Meet a New Yorker for Parks

David Karopkin

August 7, 2012

By Erica Cooperberg, NY4P Communications Intern

We all have childhood treasures: a blanket, a doll, a piggy bank. For David Karopkin, it was Prospect Park.
“When I was little, I ran away from home,” he said. “I ran to Prospect Park.”
Living less than a mile from what he deemed “the best park in the city” for his entire life, Karopkin admitted he used to see his park through rose-colored glasses. “For most of my life, I took this for granted. Now, I have a new appreciation and care for what’s going on here.”
He’s demonstrated that appreciation through his participation in Wildlife Interests, Learning and Development (WILD) and GooseWatchNYC, two advocacy groups that promote humane treatment of wildlife in New York City parks.
His formal parks advocacy began in July of 2010 when Prospect Park, which is situated along an ancient migratory bird path, suddenly became devoid of waterfowl. To his dismay, Karopkin learned that the birds’ disappearance was part of a U.S. Department of Agriculture effort to reduce the Canada geese population, a contentious initiative resulting in the slaughtering of the animals administered following the “Miracle on the Hudson” incident in 2009. 

He found the unexpected loss of more than 300 Canada geese to be overwhelming. “I wasn’t sure what could be done,” he said. But he was comforted to find himself surrounded by advocates.
By working together, Karopkin and other supporters, including individuals from FIDO, the Fellowship in the Interests of Dogs and their Owners, made sure that every morning throughout the summer, while the geese were molting, someone was at the park taking a stand for the waterfowl.
“We had people out with cameras, ready to let the public know what happened if something happened,” Karopkin said.
After a successful summer of protecting the geese, WILD was born, with Karopkin as one of the five members of the steering committee. The community group focuses on the main threats to wildlife – feeding, fishing and litter – through lakeside education and outreach. From its very first event, Karopkin realized how challenging that work would be.
“We had all met at the boathouse by Prospect Park Lake, and a woman ran up to us and said there was something wrong with a duck,” Karopkin recalled. “We went over and it was swimming in circles. So we got the duck out of the water and found it was impaled by a fishing hook in its tongue – which was also attached to its leg.”
Though the volunteers rescued the duck, Karopkin said the situation made him wonder: “If that happened when we’re there, what happens when we’re not?”
Occasionally, Karopkin finds an unhappy answer to that question. Walking along the edge of the lake on a recent Monday, Karopkin grabbed a black plastic bag and gently shook it over the water.
“Many times we find fish trapped inside these,” he said.
Other times, volunteers just find trash discarded carelessly that later collects along the water’s edges. (WILD's most recent three-hour litter pick-up resulted in 15 full bags of trash.) 

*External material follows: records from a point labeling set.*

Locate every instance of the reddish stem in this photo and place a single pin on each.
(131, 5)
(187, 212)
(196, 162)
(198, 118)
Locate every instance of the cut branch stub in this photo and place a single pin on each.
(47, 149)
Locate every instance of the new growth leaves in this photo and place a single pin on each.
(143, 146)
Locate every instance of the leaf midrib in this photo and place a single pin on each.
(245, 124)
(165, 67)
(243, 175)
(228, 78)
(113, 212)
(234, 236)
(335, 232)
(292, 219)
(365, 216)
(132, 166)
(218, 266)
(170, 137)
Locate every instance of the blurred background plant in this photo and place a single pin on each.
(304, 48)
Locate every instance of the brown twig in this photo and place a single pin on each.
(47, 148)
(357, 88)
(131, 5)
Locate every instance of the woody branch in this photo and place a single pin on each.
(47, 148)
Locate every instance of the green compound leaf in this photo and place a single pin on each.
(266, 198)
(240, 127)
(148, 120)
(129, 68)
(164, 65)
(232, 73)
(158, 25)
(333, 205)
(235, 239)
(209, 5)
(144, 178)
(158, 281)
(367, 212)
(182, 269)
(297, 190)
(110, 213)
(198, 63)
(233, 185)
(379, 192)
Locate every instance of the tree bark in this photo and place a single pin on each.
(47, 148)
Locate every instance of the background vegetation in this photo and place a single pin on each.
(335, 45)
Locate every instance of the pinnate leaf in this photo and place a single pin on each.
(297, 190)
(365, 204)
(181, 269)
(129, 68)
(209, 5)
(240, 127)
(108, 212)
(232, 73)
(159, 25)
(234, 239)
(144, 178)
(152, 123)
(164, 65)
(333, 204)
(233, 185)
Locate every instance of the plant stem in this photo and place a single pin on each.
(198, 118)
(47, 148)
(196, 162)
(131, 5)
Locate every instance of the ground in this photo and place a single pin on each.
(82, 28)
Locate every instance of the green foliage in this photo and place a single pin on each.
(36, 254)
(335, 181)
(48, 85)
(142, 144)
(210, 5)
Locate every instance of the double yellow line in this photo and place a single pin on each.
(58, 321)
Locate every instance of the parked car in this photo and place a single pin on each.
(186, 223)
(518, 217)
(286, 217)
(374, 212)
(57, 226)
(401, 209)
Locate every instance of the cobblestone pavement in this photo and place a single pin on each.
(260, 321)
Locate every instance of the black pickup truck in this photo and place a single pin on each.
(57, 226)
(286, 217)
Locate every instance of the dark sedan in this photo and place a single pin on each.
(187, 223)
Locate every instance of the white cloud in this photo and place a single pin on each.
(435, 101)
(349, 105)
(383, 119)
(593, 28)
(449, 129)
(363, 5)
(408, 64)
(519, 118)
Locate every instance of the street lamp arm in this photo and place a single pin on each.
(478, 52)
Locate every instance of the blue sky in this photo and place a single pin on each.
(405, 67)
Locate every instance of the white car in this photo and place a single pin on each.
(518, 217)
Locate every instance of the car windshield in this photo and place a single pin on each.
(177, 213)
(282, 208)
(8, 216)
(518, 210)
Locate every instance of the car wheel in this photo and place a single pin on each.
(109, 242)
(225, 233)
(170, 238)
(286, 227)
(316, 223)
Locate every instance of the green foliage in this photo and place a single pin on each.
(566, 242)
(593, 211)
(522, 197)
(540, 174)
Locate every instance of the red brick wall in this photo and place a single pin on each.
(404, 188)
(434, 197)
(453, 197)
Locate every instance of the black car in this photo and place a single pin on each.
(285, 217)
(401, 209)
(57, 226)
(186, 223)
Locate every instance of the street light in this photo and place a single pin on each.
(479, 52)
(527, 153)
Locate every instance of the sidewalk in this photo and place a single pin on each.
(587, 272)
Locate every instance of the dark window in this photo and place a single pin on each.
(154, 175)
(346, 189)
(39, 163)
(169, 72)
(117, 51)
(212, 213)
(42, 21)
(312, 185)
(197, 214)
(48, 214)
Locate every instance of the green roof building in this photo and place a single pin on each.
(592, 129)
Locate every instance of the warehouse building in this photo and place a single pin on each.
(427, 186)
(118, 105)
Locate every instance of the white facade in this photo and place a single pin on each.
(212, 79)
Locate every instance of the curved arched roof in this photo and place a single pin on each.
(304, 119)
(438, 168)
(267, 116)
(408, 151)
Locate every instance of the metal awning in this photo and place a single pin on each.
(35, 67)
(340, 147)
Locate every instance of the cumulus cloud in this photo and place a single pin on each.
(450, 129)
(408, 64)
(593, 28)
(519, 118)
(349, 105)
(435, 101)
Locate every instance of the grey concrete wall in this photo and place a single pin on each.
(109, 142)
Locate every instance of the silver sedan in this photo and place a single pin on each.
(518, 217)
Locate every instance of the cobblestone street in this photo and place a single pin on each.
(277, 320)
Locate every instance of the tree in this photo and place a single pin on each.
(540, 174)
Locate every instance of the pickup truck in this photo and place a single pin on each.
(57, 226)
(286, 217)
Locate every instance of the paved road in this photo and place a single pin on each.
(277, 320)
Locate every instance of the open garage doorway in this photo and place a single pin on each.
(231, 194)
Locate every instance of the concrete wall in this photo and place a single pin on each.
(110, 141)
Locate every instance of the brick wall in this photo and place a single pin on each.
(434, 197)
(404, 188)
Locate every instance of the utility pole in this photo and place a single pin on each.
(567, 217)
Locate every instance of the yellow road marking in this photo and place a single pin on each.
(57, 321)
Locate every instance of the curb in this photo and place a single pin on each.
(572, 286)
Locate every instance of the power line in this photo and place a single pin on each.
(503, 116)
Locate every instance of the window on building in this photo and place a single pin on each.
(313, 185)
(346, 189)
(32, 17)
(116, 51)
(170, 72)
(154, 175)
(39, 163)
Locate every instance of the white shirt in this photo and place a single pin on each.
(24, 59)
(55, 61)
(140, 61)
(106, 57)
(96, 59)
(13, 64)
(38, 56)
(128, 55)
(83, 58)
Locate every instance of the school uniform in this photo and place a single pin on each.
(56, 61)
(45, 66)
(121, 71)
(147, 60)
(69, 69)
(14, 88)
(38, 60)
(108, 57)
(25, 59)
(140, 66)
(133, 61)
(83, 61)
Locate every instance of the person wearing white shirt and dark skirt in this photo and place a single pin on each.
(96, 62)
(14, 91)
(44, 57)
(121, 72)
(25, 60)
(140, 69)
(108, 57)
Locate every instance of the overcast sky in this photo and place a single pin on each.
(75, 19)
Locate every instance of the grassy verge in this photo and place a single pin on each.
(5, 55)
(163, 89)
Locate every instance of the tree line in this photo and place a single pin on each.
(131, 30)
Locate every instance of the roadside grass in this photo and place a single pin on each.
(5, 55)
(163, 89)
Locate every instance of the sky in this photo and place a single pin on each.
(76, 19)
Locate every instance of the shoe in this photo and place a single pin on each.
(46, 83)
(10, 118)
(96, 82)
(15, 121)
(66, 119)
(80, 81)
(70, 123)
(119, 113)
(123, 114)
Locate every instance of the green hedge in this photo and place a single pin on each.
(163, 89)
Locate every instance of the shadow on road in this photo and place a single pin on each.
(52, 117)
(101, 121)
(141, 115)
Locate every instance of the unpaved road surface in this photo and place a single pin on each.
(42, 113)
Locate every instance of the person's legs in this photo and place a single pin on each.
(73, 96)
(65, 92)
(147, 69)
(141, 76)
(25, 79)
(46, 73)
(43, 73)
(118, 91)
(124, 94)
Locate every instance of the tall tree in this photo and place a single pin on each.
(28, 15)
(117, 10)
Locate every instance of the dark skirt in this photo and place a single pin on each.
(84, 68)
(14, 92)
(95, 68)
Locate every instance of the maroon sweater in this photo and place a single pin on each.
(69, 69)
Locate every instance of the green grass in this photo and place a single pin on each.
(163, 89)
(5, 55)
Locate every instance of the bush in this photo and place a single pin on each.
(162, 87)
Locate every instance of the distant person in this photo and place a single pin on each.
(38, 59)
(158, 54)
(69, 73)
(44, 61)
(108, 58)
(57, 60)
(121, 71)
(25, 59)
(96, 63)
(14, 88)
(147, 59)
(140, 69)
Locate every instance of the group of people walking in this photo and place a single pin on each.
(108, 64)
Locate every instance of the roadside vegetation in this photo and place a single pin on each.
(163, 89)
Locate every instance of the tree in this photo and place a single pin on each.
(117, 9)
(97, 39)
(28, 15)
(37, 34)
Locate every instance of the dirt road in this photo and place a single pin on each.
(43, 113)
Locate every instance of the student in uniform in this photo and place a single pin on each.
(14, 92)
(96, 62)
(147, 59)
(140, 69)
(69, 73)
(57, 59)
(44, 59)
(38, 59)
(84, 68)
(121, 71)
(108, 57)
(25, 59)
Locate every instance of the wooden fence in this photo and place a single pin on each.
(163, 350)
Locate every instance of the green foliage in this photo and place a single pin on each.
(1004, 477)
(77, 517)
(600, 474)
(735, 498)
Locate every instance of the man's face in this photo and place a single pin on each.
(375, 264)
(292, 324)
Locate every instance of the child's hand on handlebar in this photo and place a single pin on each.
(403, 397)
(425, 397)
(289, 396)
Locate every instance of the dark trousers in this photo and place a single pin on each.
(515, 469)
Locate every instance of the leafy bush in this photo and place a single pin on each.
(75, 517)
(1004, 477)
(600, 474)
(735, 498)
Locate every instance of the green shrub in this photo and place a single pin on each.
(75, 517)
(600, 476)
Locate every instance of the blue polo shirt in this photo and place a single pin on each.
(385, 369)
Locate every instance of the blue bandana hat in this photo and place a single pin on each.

“We find bottle caps, syringes, you name it,” Karopkin said as he pointed out a soda can floating on the lake.
While many simply consider litter an eyesore, Karopkin said it’s important to also think about the repercussions of careless park treatment on wildlife in Brooklyn’s most popular park.
“This zone is prohibited from barbequing,” he said, gesturing to the grassy area surrounding the lake. “But people do. And they dump their coal here, and then the grass dies. Then it rains and the coal remnants get washed into the water. And dogs can get sick from swimming in the lake.”
But with the help of numerous park groups, including dog walkers, runners and even a coalition of playground mothers, Karopkin can rest assured that the park is ultimately in good hands.
“I know that if I’m here and I see litter, I don’t have to go home and kick the wall, we can do something about it,” he said. “Instead of being upset, you can see possibilities that things can get better.”
The Prospect Park Alliance serves as an additional ally for WILD. 

“The Alliance has been very supportive of WILD’s efforts,” Karopkin said, adding that the Alliance often provides supplies and promotional assistance for WILD events.
"We have been very pleased to work with David and the rest of WILD for the past couple of years," Eric Landau, Vice President of Government and External Affairs at the Alliance, said. "We greatly appreciate their efforts to help preserve wildlife habitat and keep the park clean."  

WILD’s community partnerships aren't always with organized groups, though. “One of the best parts of WILD is meeting people around the lake, joining us, who didn’t have any intention to help when they first got to the park,” Karopkin said. “That’s a success.”
Another success? WILD’s reception by members of the park’s surrounding community, who often e-mail the group about wildlife issues.

“It’s a vehicle for people who care about wildlife and the environment,” Karopkin said. 
WILD is still new and small, with a modest core of about 20 advocates, and that means the group has limitations. But Karopkin is confident it will continue to gain supporters. 

“Everyone cares about clean parks, and no one wants to see an animal in distress,” he said.
He looked out to the lake on the recent afternoon. “We can’t say our work is done,” Karopkin said as he noticed a family of ducklings and got close to snap some pictures. “There is a habitat here we need to protect. But with willpower and common goals, we’ve seen how things can really happen.”